STM32g030k6p6 simple sketch overflows the flash memory?

Dear Friends,

I am confused, i have prototyped a project using arduino nano in the past and now I am developing the same application on an STM32 chip. How come such a simple code overflows the flash memory, what is the chip good for if we cannot read a pressure sensor on it?
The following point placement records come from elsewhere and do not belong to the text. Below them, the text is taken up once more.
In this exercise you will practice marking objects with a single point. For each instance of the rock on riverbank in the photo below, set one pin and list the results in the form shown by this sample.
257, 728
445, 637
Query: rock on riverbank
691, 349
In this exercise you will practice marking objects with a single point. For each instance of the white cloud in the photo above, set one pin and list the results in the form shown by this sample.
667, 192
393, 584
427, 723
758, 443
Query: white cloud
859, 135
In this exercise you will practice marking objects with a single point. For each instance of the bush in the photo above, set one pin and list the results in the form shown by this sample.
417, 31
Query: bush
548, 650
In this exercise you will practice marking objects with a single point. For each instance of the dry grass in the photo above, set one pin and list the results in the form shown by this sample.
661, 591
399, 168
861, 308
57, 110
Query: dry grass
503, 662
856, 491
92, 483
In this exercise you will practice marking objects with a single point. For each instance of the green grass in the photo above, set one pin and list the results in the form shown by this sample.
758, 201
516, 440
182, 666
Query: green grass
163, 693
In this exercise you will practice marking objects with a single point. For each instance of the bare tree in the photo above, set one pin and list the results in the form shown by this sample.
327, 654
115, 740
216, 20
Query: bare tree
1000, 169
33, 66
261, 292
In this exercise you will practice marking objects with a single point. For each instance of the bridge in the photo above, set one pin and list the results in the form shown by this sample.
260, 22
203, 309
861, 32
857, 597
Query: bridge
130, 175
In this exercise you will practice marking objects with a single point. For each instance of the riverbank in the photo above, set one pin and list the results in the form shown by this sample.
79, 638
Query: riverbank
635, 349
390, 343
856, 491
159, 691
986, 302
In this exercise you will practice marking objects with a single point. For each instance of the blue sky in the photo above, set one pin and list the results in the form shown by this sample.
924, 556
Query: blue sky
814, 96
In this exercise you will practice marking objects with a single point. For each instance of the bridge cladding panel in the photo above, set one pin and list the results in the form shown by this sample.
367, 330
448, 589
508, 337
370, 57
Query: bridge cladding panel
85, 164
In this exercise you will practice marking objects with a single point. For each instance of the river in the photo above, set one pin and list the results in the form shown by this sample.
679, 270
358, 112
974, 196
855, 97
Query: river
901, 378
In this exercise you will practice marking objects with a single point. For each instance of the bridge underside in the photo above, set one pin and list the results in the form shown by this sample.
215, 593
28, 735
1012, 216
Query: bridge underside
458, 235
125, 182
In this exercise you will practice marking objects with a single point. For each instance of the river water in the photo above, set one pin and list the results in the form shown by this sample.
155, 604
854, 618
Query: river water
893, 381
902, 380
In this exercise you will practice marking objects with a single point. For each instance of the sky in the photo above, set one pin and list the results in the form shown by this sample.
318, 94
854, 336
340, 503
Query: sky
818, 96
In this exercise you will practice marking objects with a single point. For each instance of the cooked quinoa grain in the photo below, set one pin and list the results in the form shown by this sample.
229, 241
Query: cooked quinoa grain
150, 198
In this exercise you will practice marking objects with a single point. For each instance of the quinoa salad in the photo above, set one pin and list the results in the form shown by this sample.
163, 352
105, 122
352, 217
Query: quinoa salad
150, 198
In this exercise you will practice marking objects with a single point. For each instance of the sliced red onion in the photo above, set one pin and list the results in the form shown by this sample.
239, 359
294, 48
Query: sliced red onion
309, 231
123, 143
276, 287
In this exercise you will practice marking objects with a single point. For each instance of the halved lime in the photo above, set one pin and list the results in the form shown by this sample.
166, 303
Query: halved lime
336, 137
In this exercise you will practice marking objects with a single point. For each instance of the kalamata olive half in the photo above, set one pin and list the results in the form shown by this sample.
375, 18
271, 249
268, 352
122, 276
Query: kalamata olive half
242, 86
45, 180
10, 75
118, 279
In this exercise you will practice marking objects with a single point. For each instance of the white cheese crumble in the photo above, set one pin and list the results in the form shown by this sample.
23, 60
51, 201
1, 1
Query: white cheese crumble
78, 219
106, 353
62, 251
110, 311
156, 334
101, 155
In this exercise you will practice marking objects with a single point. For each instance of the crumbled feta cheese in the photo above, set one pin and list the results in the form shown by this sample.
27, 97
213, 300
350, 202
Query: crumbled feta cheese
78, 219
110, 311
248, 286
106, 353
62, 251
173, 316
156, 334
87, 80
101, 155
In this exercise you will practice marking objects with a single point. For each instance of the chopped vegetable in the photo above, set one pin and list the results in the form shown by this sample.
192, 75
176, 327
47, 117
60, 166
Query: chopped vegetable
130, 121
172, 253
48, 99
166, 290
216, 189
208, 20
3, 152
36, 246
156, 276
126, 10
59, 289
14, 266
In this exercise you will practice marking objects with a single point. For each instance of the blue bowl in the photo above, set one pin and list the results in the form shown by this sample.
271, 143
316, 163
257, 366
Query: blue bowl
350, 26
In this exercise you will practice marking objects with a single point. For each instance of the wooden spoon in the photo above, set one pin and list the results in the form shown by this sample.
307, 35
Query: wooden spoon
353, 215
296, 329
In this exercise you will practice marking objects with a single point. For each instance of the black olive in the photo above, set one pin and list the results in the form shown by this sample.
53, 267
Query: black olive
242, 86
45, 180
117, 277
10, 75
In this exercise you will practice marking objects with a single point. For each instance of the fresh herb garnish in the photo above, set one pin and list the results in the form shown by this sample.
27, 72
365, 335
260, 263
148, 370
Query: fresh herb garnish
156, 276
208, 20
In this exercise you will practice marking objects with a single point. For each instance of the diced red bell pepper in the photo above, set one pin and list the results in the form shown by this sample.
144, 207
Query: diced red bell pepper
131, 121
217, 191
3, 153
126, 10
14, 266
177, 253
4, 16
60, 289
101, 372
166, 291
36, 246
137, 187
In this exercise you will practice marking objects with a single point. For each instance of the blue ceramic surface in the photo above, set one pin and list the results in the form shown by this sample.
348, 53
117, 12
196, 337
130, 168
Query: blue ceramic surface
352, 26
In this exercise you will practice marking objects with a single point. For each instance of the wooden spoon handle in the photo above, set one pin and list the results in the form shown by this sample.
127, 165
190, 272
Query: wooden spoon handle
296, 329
Am I doing anything wrong? should I only build in release mode?

CODE:

#include <Arduino.h>
#include <Wire.h>
#include <Adafruit_MPRLS.h>

// You dont need a reset and EOC pin for most uses, so we set to -1 and don’t connect
#define RESET_PIN -1 // set to any GPIO pin # to hard-reset on begin()
#define EOC_PIN -1 // set to any GPIO pin to read end-of-conversion by pin
Adafruit_MPRLS mpr = Adafruit_MPRLS(RESET_PIN, EOC_PIN);

void setup() {
Serial.begin(115200);
Serial.println(“MPRLS Simple Test”);
if (! mpr.begin()) {
Serial.println(“Failed to communicate with MPRLS sensor, check wiring?”);
while (1) {
delay(10);
}
}
Serial.println(“Found MPRLS sensor”);
}

void loop() {
float pressure_hPa = mpr.readPressure();
Serial.print("Pressure (hPa): "); Serial.println(pressure_hPa);
Serial.print("Pressure (PSI): "); Serial.println(pressure_hPa / 68.947572932);
delay(1000);
}

Footer

© 2023 GitHub, Inc.

Footer navigation

Arduino and its libraries aren’t exactly known for low-overhead. That doesn’t reflect badly on the capabilities of the chip, you can always use other frameworks to program it (like STM32Cube, libcm3, …).

1 Like

Thank you for your reply, but that means using the current packages (GENERICTM32 for the Arduino Framework) makes most 32k chips unusable… Some people say that building with release mode with no debugging can reduce the overhead significally! is that correct? Because the Cube framework for me is a bit complicated since it is closer to the bare metal. I am good with the arduino framework though.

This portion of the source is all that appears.